Code Review

Reviewed by M. Frere 3/29/17

JB: All changes have been accepted and implemented except where noted

General notes:

Documentation is not included in the codebase. If there’s a wiki page, it should be linked in some README file, but still, it wouldn’t work without satellite at SPS.

Quite a bit of hardcode. It’s understandable given the nature of the project. The scripts are not likely to change much, and some won’t be reused. Furthermore, adjusting the current behavior would be tedious for very little value.

Unit tests are present. They take about ⅓ of the total code base for a decent coverage

Not familiar with the different xml/other file structures so it’s hard to tell if anything is wrong with the import procedures. Code-wise they look clean and a few people tested the code already. It’s probably safe to assume this part is fine.

Maintenance should be fairly easy. Overall the code is clean and readable and the project isn’t huge. We could use a few more docstrings/comments even though function and variable names are often self explanatory.

All in all, the code looks good, and none of the items/fixes mentioned below are absolutely necessary for a successful project.

python/MongoDB.py

Pyflakes output: MongoDB.py:20: ‘icecube.gcdserver.Calibration as C’ imported but unused

Line 110 -> 135 Consider using ensure_index instead of create_index if the script can be run more than once

Line 118 The compound index on line 119 makes the index declaration at line 118 redundant (since the first field is the same)

Line 368 Consider adding a docstring to getUniqueDocumentMap

Line 387, 406, 443, … (seen multiple times including in other files) Could use super() when overriding, instead of re-referencing the parent class Example with python 2.x notation: super(ChildClass, self).some_method()

Other notes: Additional compound indexes may provide better performance. Right now, index intersection should prevent major slowness already when using multi-field queries. It’s still worth keeping in mind for future improvements (it’s best to optimize after building an exhaustive list of potential find() query types, and only worth if perf impact is significant)

Aggregation: It would be interesting to know whether sorting after the match stage brings any perf improvements (particularly on large datasets). Pretty cheap to try out.

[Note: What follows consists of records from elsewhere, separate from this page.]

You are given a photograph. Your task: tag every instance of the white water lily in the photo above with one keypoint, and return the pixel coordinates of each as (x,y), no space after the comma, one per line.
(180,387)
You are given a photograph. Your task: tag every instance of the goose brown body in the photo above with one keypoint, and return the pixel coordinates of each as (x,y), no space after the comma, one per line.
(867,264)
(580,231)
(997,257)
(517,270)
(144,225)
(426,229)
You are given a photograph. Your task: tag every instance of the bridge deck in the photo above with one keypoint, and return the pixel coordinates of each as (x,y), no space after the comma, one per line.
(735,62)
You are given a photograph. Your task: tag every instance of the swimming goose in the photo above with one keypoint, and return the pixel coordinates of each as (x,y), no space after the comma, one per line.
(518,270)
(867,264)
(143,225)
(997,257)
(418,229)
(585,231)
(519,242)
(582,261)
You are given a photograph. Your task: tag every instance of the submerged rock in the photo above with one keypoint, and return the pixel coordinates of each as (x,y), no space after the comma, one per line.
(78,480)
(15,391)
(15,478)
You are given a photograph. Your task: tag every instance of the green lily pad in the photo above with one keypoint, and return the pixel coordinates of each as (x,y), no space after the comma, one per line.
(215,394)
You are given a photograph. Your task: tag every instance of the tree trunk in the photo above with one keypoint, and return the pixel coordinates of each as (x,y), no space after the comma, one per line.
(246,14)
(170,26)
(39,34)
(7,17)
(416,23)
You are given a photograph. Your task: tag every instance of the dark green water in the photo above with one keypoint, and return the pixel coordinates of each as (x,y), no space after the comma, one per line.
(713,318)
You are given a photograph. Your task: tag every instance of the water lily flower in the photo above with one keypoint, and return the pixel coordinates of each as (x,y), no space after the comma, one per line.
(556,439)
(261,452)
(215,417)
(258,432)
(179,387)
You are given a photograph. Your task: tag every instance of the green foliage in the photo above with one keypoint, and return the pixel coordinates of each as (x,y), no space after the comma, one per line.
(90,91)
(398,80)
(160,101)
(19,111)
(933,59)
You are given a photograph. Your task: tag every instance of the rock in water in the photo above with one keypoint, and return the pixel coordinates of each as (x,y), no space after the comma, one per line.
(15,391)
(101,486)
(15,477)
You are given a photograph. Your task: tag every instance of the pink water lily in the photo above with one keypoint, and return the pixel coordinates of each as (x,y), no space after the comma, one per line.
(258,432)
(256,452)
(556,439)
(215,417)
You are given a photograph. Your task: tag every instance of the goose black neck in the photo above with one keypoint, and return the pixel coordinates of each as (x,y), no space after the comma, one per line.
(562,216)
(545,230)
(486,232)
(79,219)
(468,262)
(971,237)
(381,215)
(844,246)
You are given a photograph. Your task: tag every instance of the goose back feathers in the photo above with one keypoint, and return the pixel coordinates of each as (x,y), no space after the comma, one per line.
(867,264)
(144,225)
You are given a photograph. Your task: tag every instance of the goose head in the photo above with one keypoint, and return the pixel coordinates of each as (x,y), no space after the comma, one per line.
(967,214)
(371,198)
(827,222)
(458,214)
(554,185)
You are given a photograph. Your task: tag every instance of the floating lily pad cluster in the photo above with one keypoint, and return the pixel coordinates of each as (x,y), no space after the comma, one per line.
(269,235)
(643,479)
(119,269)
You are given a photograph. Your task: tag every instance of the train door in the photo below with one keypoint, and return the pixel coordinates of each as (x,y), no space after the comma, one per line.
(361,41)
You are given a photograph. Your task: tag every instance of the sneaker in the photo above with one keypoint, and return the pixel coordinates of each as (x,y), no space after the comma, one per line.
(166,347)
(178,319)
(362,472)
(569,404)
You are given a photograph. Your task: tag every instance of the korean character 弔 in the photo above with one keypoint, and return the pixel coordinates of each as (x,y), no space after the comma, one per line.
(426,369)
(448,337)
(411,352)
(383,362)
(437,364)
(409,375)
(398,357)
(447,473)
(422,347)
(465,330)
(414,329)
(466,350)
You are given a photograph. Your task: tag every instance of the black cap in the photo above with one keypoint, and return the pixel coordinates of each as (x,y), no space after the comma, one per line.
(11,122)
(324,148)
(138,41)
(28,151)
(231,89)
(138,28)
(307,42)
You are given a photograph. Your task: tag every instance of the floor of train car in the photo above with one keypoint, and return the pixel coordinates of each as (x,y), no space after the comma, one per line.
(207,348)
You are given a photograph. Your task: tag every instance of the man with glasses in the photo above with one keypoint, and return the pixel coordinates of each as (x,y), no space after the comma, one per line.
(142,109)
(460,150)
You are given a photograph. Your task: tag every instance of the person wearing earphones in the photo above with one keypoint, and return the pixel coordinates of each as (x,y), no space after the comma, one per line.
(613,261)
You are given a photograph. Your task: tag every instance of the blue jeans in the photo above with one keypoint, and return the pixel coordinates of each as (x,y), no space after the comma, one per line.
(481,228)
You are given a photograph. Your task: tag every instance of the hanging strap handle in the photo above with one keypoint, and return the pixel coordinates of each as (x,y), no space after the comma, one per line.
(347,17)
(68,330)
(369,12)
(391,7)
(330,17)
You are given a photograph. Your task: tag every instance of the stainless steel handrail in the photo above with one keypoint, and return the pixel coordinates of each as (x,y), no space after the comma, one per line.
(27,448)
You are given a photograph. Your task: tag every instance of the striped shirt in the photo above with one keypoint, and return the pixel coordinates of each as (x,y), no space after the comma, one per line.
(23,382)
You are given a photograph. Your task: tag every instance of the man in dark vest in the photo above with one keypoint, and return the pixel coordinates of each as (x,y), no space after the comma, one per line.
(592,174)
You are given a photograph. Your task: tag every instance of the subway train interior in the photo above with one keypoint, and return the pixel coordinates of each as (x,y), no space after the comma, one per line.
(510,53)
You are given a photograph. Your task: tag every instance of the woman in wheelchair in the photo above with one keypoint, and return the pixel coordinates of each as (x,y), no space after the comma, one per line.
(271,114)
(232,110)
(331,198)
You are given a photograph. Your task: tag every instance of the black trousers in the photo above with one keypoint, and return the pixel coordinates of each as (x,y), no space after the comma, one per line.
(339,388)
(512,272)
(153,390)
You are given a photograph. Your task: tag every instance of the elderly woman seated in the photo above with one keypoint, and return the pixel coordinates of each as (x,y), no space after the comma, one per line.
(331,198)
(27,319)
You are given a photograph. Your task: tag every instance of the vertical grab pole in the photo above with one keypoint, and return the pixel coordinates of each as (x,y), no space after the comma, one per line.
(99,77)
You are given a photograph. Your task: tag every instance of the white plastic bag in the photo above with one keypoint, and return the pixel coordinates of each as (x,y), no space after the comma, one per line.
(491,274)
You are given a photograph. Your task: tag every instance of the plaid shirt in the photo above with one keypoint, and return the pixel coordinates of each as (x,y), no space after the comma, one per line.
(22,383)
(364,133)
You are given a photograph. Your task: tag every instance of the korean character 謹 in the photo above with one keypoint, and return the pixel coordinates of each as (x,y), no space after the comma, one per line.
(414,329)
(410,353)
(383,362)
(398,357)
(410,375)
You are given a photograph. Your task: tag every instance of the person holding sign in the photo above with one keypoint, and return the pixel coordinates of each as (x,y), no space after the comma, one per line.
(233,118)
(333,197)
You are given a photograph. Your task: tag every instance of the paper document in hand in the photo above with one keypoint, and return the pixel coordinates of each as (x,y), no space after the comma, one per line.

JB: This should bring no improvement. The sort should be a no-op since it is supported by an index

python/I3Live.py

Pyflakes output: I3Live.py:7: ‘datetime.timedelta’ imported but unused I3Live.py:7: ‘datetime.datetime’ imported but unused

Line 49 -> 53 Fractional start/stop isn’t 0 when precise time isn’t provided by daq (it just doesn’t have 10th of ns precision). Also, precise_start_available only applies for the run start time. If using one at all, the other one (precise_stop_available) should probably be used as well.

Line 58 Not sure if this can cause a problem downstream but stopTime will be NULL if run is in progress.

JB: Correct. Downstream code will need to understand that None is the indicator that no time was available. I’ve added a comment in the code

python/Geometry.py

Line 109 Other modules extend DataObject, so it may would be beneficial to move it to another more generic file and avoid confusion (eg: why import Geometry module in ConfigImport.py, MongoDB.py, etc… ?)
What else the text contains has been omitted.